首先是完善k_nearest_neighbor.py中的四个函数,其中三个函数用于计算测试集和训练集两两之间的L_{2}距离,限制条件分别是使用2个,1个,0个循环。

使用2个循环的写法最为简单:

def compute_distances_two_loops(self, X):
    """
    Compute the distance between each test point in X and each training point
    in self.X_train using a nested loop over both the training data and the
    test data.

    Inputs:
    - X: A numpy array of shape (num_test, D) containing test data.

    Returns:
    - dists: A numpy array of shape (num_test, num_train) where dists[i, j]
    is the Euclidean distance between the ith test point and the jth training
    point.
    """
    num_test = X.shape[0]
    num_train = self.X_train.shape[0]
    dists = np.zeros((num_test, num_train))
    for i in range(num_test):
        for j in range(num_train):
            #####################################################################
            # TODO:                                                          #
            # Compute the l2 distance between the ith test point and the jth    #
            # training point, and store the result in dists[i, j]. You should   #
            # not use a loop over dimension, nor use np.linalg.norm().        #
            #####################################################################
            # *****START OF YOUR CODE (DO NOT DELETE/MODIFY THIS LINE)*****

            dists[i,j] = np.sum((X[i]-self.X_train[j])**2)

            # *****END OF YOUR CODE (DO NOT DELETE/MODIFY THIS LINE)*****
    return dists

直接按照定义计算即可。

使用1重循环的写法则需要按行做一个求和:

def compute_distances_one_loop(self, X):
    """
        Compute the distance between each test point in X and each training point
        in self.X_train using a single loop over the test data.

        Input / Output: Same as compute_distances_two_loops
        """
    num_test = X.shape[0]
    num_train = self.X_train.shape[0]
    dists = np.zeros((num_test, num_train))
    for i in range(num_test):
        #######################################################################
        # TODO:                                                            #
        # Compute the l2 distance between the ith test point and all training #
        # points, and store the result in dists[i, :].                      #
        # Do not use np.linalg.norm().                                      #
        #######################################################################
        # *****START OF YOUR CODE (DO NOT DELETE/MODIFY THIS LINE)*****

        delta = (self.X_train-X[i])**2
        dists[i] = delta.sum(axis=1)

        # *****END OF YOUR CODE (DO NOT DELETE/MODIFY THIS LINE)*****
        return dists

不让使用循环的写法推导稍微麻烦一些,主要是对 numpy 不是很熟悉,一些矩阵操作不知道怎么转化为对应的语句。大致思路是,将原式中的平方项完全展开,然后分别计算,最后相加。

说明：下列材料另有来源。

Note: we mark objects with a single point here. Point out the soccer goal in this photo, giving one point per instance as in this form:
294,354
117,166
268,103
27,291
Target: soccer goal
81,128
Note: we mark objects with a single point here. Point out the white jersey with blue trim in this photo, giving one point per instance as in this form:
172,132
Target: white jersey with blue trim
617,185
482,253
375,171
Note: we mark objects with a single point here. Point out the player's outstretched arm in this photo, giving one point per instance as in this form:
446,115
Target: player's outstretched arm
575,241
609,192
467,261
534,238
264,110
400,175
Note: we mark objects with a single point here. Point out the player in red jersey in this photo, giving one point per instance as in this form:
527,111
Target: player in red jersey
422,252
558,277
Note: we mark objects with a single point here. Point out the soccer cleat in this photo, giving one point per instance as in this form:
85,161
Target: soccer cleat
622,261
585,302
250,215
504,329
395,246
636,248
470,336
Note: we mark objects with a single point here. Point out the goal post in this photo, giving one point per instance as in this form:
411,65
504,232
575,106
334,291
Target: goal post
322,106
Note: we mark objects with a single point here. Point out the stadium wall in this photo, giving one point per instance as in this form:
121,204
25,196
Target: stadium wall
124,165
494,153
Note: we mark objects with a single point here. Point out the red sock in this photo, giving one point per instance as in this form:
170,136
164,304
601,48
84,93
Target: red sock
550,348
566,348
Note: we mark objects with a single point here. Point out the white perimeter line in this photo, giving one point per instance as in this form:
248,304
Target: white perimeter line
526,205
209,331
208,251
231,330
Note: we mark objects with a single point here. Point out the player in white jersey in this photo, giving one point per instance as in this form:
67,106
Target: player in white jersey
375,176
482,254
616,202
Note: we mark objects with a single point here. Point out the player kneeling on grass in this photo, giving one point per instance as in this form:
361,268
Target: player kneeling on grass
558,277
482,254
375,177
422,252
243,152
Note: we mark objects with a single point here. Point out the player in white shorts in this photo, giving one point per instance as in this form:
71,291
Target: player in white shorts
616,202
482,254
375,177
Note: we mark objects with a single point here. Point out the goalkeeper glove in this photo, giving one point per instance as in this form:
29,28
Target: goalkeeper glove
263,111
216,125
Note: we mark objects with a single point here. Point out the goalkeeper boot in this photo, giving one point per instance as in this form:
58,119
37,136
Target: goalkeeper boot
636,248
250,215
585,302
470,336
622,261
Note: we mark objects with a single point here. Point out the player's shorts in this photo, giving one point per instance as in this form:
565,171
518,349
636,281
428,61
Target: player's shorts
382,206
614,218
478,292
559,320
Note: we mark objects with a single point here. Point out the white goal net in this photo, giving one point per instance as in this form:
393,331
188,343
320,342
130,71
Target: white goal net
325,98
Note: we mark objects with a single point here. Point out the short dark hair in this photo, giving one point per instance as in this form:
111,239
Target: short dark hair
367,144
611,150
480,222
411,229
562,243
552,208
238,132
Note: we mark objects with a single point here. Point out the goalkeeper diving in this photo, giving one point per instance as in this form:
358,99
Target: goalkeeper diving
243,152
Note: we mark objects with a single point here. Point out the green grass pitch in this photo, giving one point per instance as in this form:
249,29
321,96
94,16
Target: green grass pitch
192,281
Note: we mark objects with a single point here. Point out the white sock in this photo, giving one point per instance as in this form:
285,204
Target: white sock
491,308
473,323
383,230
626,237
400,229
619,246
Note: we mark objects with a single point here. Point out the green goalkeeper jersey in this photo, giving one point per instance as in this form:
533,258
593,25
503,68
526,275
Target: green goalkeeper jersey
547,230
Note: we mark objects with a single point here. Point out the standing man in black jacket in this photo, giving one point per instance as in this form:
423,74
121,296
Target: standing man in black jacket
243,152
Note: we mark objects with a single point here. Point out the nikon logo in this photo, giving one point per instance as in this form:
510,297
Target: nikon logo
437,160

def compute_distances_no_loops(self, X):
    """
        Compute the distance between each test point in X and each training point
        in self.X_train using no explicit loops.

        Input / Output: Same as compute_distances_two_loops
        """
    num_test = X.shape[0]
    num_train = self.X_train.shape[0]
    dists = np.zeros((num_test, num_train))
    #########################################################################
    # TODO:                                                              #
    # Compute the l2 distance between all test points and all training    #
    # points without using any explicit loops, and store the result in    #
    # dists.                                                                #
    #                                                                      #
    # You should implement this function using only basic array operations; #
    # in particular you should not use functions from scipy,                #
    # nor use np.linalg.norm().                                          #
    #                                                                      #
    # HINT: Try to formulate the l2 distance using matrix multiplication    #
    #      and two broadcast sums.                                       #
    #########################################################################
    # *****START OF YOUR CODE (DO NOT DELETE/MODIFY THIS LINE)*****

    x1 = (X**2).sum(axis=1)
    x1 = x1.repeat(num_train).reshape(num_test, num_train)
    x2 = (self.X_train**2).sum(axis=1)
    x2 = x2.repeat(num_test).reshape(num_train, num_test)
    x2 = x2.T
    x3 = 2*np.dot(X,self.X_train.T)
    dists = x1+x2-x3

    # *****END OF YOUR CODE (DO NOT DELETE/MODIFY THIS LINE)*****
    return dists

后面就是快乐的验证环节了。在k=1时,获得了27.4\%的正确率,k=5时正确率略有提升,达到了27.8\%,和题面中的描述相符,基本上可以确定代码实现没有问题。

image-20210730211137953

后面是对1重循环实现的检验。在检验时使用了 Frobenius 范数。所谓 Frobenius 范数,就是矩阵所有元素的平方和再开方。两个矩阵的范数几乎完全相同:

image-20210730211700224

0重循环也是一样:

image-20210730212522143

最后是三种实现的速度比较:

image-20210730215631486

结果出来前卡了很久,完全没有想到纯向量计算可以省下这么多时间。

交叉验证

这一部分是实现对超参数k的交叉验证。任务是将训练集分为5个部分,每次选择其中的4个部分构成新的训练集,剩下的一个部分作为验证集,跑5次 KNN 检验k的效果。完整版代码如下:

num_folds = 5
k_choices = [1, 3, 5, 8, 10, 12, 15, 20, 50, 100]

X_train_folds = []
y_train_folds = []
################################################################################
# TODO:                                                                        #
# Split up the training data into folds. After splitting, X_train_folds and    #
# y_train_folds should each be lists of length num_folds, where                #
# y_train_folds[i] is the label vector for the points in X_train_folds[i].     #
# Hint: Look up the numpy array_split function.                                #
################################################################################
# *****START OF YOUR CODE (DO NOT DELETE/MODIFY THIS LINE)*****

length = X_train.shape[0] // num_folds

for i in range(num_folds):
    X_train_folds.append(X_train[i*length:(i+1)*length,:])
    y_train_folds.append(y_train[i*length:(i+1)*length])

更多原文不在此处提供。